What particular material is used for the elements 180/250 depends on the particular application, the intended activating agent, and the expected environmental conditions downhole. Likewise, what activating agent is used to swell the elements 180/250 depends on the properties of the element's material, the particular application, and what fluid (liquid and gas) may be naturally occurring or can be injected downhole. Typically, the activating agent can be mineral-based oil, water, hydraulic oil, production fluid, drilling fluid, or any other liquid or gas designed to react with the particular material of the swellable element 180/250.

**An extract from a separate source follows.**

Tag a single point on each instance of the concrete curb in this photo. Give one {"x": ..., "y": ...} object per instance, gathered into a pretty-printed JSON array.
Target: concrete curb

The foregoing description of preferred and other embodiments is not intended to limit or restrict the scope or applicability of the inventive concepts conceived of by the Applicants. Although the packers disclosed herein have been described for use in a lined or open borehole, it will be appreciated that the packers can also be used through tubing. In exchange for disclosing the inventive concepts contained herein, the Applicants desire all patent rights afforded by the appended claims. Therefore, it is intended that the appended claims include all modifications and alterations to the full extent that they come within the scope of the following claims or the equivalents thereof.
This application is concurrently filed with U.S. patent application Ser. No. __/______ entitled “Downhole Packer Having Swellable Sleeve” by the same inventors, which is incorporated herein by reference in its entirety.